Zur anschließenden Betriebsrätekonferenz mit dem Kanzler begrüßte Lothar Mark die Teilnehmerinnen und Teilnehmer. Auch Schröder hielt sich nicht lange bei der Vorrede auf, er wollte zuhören und etwas erfahren über die Themen und Probleme vor Ort. Diese Gelegenheit nutzten die Betriebsratsvertreter und –vertreterinnen der großen Mannheimer Betriebe Udo Belz (Alstom Power), Joachim Horner (Benz/EvoBus), Maria Schmitt (Bilfinger&Berger), Anna Rittlinger (Eichbaum), Ümit Lehimci (GKM), Reiner Wietstock (John Deere), Monika Herkert (Kaufhof), Werner Ehret (MVV), Wolfgang Katzmarek (Roche Diagnostics), Andreas Rennig (Vögele) sowie der Vertreter der IG Bau, Frank Bensch, dem Kanzler die brennendsten Fragen ihrer Belegschaft vorzutragen. Hierzu gehört immer wieder die drohende Verlagerung von Arbeitsplätzen, verbunden mit der Bitte an den Kanzler, sich bei international agierenden Unternehmen wie z.B. Alstom weiter auf Regierungsebene für den Standort Deutschland stark zu machen.
Die vorgetragenen Probleme der Bauindustrie sah Schröder zum Teil auch in den deutlichen Überkapazitäten, die in der Folge der Widervereinigung insbesondere in den neuen Ländern geschaffen wurden. Diese, so Schröder, seien nicht zu halten und würden weiter abgebaut. Gleichzeitig müsse jedoch auch das Entsendegesetz zügig verabschiedet werden, um Arbeitsplätze in der Baubranche vor Lohndumping zu schützen. Einen staatlich festgelegten Mindestlohn sieht er dagegen im Widerspruch zur garantierten Tarifautonomie.
Angesprochen wurden weiterhin die Probleme der Belegschaften im Einzelhandel mit der ständigen Ausweitung der Öffnungszeiten. Hier sagte Schröder - selbst gelernter Einzelhandelskaufmann - seinen Einsatz für ein Ende weiterer Ausweitungen zu, der Sonntag müssel tabu bleiben.

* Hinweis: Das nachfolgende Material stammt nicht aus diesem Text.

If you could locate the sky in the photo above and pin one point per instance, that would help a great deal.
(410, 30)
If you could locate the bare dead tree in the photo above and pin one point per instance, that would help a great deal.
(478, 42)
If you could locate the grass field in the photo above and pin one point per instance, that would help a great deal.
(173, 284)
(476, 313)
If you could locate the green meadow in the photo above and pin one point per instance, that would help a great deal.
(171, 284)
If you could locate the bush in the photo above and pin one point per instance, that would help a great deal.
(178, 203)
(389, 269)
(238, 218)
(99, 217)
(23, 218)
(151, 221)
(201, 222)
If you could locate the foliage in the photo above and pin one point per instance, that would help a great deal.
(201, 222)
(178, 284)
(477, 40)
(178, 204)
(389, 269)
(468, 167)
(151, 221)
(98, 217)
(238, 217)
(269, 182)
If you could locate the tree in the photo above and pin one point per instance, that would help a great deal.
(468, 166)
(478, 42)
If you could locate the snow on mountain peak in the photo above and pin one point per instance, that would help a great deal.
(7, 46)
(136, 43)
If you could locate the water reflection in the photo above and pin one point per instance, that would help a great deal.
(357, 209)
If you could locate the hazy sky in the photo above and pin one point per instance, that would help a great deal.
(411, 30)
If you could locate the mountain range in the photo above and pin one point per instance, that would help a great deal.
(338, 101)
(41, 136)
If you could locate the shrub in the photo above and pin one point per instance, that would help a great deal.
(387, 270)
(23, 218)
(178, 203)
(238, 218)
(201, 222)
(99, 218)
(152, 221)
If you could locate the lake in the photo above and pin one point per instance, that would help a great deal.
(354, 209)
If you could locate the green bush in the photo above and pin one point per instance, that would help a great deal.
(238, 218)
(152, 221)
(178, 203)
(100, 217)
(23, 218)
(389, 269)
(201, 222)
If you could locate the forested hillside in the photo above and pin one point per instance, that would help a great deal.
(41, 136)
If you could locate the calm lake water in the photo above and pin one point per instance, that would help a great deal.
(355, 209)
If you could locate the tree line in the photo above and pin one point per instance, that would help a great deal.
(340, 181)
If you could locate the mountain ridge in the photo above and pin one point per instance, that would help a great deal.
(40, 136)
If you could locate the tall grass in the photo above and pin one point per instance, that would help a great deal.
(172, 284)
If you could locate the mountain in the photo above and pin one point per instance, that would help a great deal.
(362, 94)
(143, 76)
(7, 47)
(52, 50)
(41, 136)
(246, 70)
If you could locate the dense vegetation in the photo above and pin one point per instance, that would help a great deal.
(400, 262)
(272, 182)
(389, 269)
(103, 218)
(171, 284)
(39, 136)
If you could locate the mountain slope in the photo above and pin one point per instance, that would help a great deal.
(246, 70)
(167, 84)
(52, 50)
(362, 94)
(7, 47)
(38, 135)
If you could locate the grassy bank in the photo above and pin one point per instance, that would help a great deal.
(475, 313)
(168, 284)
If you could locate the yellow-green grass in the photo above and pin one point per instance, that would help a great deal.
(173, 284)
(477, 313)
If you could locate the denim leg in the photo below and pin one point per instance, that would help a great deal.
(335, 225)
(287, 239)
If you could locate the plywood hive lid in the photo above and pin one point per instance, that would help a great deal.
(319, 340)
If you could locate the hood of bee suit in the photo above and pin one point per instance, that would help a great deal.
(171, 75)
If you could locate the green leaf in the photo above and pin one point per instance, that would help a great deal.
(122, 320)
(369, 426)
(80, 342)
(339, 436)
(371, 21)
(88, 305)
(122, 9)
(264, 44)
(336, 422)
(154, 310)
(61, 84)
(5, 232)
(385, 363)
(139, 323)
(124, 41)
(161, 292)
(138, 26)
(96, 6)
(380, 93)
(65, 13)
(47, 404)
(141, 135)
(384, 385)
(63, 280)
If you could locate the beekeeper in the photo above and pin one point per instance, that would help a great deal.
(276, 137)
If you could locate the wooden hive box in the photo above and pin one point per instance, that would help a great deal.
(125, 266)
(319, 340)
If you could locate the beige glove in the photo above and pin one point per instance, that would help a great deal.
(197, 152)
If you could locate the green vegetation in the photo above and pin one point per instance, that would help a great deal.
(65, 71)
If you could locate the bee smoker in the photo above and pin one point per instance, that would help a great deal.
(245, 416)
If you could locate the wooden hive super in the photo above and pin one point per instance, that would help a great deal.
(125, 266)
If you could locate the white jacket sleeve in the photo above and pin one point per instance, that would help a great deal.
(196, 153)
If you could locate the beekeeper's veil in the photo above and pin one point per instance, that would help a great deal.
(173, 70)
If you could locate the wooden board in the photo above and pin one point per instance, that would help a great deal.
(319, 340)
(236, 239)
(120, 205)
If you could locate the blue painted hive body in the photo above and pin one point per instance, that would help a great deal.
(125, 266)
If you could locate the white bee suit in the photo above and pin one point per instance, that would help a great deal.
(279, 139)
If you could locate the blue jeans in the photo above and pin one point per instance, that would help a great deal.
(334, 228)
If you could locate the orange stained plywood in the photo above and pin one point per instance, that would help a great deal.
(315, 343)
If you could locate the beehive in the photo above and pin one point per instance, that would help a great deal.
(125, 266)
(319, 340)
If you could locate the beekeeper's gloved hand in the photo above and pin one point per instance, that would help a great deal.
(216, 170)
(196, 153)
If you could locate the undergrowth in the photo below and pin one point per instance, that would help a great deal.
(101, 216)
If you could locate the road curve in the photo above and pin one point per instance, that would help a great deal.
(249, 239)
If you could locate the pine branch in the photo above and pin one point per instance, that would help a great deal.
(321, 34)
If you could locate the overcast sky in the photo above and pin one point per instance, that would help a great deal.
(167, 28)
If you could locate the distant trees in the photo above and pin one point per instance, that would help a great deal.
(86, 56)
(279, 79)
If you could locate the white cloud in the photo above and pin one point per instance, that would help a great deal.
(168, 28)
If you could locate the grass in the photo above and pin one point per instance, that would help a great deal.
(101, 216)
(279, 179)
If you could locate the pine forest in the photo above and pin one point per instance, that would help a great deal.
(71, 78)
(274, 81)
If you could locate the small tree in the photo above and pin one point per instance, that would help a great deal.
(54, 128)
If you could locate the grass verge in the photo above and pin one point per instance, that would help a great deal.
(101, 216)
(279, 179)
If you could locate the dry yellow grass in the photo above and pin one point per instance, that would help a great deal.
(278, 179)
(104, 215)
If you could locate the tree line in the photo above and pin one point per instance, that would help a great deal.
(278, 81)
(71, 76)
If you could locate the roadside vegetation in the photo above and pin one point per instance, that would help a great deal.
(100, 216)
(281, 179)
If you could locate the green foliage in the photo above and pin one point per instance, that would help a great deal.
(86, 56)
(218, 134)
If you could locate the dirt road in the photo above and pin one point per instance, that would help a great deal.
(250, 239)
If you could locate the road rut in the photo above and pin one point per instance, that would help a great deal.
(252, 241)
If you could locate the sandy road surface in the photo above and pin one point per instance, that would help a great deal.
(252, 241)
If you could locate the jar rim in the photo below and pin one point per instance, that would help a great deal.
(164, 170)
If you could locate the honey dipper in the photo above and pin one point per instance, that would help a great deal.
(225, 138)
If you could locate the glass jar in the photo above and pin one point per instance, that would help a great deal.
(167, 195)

Von den Betriebsräten vorgetragen wurden insbesondere Fragen zur möglichen Anhebung des Renteneintrittsalters und zur zukünftigen Rentenfinanzierung. Hier sprach sich Schröder vehement für eine Anhebung des faktischen, nicht jedoch des nominalen Renteneintrittsalters aus. Dieses würde lediglich die Spanne zwischen Gesetz und Realität erhöhen, wichtig sei jedoch, dass Menschen tatsächlich länger in einem sozial versicherten Arbeitsverhältnis stünden. Angesichts der demographischen Entwicklung, aber auch im Blick auf die immer noch vorherrschende Mentalität, ältere Arbeitnehmer und Arbeitnehmerinnen (und „älter“ bedeutet inzwischen schon Mitte vierzig) auf Kosten der Allgemeinheit in den frühzeitigen Ruhestand zu verabschieden. Andererseits pochten die Betriebsräte auf eine kritische Überprüfung der Hartz IV-Vorschriften, denn es ginge nicht an, dass Menschen, die über Jahrzehnte zuverlässig ihre Arbeit gemacht hätten, nun auf dem kürzesten Wege beim Existenzminimums landen. Damit werde auch den Betriebsräten jede Glaubwürdigkeit und jeder Spielraum bei der Aushandlung von Sozialplänen genommen. Angesichts der Dimensionen der Reformen am Arbeitsmarkt bemerkte Bundeskanzler Gerhard Schröder zum Abschluss, dass in jedem Unternehmen nachjustiert werden müsse, wenn sich das Kerngeschäft ändere. Dies sei in der Politik nicht anders und werde auch so gemacht.
Ein Teil der anwesenden Betriebsräte nach der Konferenz bei Fuchs Petrolub, zu der Lothar Mark eingeladen hatte. Mit dabei DGB-Kreisvorsitzender Stefan Rebmann, Helen Heberer, Dr. Mentrup, Roland Weiss und C. Schöning-Kalender.